The verdict, delivered in the Southern District of New York after a six-week trial, finds that Live Nation violated the Sherman Antitrust Act by using its simultaneous dominance over concert venues, ticketing platforms, and artist management to lock out competitors and extract excess fees from fans who had no realistic alternative. The jury also found that Ticketmaster's exclusive venue contracts — which had been a target of federal antitrust scrutiny for more than a decade — constituted anticompetitive conduct that "materially harmed" consumers.
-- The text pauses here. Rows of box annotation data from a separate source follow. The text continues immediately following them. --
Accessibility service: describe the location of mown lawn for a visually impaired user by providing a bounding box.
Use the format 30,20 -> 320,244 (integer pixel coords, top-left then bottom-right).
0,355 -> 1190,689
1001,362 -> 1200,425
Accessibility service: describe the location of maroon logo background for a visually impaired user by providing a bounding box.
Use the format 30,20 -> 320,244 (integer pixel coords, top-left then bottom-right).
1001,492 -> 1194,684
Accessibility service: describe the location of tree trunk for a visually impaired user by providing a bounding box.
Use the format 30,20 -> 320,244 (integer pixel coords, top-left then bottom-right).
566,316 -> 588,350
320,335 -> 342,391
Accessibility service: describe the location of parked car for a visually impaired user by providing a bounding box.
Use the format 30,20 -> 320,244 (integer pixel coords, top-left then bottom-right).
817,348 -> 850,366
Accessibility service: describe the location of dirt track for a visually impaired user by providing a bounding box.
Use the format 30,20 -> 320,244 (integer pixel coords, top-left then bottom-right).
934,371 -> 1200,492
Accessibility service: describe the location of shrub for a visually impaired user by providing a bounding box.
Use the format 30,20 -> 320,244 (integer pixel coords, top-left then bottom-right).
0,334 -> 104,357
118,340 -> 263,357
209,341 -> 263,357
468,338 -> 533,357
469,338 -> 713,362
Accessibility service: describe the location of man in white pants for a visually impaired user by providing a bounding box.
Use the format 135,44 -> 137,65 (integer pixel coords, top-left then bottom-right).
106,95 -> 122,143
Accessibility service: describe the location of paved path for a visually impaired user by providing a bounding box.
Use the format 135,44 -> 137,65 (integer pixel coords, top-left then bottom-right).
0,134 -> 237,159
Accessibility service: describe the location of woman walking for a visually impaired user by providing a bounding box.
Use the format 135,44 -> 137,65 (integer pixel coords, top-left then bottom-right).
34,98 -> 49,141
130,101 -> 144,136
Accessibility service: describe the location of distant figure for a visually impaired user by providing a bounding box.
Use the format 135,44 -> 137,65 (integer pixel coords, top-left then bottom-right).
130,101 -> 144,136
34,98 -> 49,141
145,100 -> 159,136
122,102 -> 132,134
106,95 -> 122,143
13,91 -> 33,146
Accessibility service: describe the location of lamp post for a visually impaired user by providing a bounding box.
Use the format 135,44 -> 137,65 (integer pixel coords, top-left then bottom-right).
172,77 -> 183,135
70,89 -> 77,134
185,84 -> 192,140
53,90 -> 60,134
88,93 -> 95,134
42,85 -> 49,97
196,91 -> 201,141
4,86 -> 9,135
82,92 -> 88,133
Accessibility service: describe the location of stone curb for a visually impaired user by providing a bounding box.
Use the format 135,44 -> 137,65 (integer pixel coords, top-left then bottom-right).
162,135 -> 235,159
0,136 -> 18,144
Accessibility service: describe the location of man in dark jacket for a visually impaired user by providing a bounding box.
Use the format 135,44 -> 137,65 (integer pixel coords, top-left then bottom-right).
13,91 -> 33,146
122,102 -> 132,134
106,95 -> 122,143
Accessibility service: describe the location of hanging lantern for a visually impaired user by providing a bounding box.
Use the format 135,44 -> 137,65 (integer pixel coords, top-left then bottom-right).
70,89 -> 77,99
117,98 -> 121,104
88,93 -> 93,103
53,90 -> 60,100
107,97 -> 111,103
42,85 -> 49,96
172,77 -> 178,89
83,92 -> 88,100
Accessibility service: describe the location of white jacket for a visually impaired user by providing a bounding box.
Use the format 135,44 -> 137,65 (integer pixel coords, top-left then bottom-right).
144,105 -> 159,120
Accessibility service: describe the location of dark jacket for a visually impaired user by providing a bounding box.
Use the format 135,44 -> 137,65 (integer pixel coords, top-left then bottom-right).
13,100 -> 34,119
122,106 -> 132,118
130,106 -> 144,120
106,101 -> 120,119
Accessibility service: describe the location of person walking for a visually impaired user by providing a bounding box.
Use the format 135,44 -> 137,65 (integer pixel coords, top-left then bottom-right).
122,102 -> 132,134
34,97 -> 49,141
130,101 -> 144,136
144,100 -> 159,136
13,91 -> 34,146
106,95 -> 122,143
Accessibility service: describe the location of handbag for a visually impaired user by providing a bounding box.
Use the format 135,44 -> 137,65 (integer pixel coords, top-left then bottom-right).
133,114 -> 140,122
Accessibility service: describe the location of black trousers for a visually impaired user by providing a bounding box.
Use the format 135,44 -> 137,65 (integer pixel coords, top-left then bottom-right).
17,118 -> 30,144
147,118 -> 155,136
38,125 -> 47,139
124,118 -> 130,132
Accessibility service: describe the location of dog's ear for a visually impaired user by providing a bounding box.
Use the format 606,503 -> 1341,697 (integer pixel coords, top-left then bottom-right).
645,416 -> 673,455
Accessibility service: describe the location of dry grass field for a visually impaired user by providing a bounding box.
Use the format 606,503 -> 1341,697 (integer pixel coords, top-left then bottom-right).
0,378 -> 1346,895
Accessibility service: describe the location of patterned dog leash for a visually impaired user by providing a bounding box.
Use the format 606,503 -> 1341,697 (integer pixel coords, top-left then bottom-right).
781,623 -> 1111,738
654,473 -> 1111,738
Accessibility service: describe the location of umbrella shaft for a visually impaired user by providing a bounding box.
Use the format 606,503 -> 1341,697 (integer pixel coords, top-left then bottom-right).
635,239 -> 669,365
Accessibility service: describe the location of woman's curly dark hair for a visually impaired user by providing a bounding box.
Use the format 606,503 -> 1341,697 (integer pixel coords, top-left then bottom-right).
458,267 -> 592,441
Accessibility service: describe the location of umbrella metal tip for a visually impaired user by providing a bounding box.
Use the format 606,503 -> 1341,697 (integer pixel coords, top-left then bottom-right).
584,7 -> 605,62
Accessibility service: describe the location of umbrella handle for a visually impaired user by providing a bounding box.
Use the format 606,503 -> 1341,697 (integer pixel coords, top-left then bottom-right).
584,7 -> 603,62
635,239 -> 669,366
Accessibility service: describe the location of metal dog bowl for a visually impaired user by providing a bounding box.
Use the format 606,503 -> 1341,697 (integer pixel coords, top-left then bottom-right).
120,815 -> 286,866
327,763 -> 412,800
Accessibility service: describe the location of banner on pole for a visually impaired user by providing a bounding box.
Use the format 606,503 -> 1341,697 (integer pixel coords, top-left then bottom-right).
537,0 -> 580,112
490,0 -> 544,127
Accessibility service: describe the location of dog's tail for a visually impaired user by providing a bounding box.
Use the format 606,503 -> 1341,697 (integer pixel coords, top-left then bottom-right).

The verdict caps a legal challenge that accelerated significantly in May 2024, when the Department of Justice, joined by 30 state attorneys general, filed suit in the Eastern District of Virginia alleging Live Nation had abused its structural market position. Live Nation controls approximately 265 venues in North America, manages over 500 artists through its Label, Roc Nation, and Vector Management partnerships, and processes more than 620 million tickets annually through Ticketmaster — a combination of scale and integration that plaintiffs argued made it effectively impossible for fans to avoid the company regardless of the show they wanted to attend.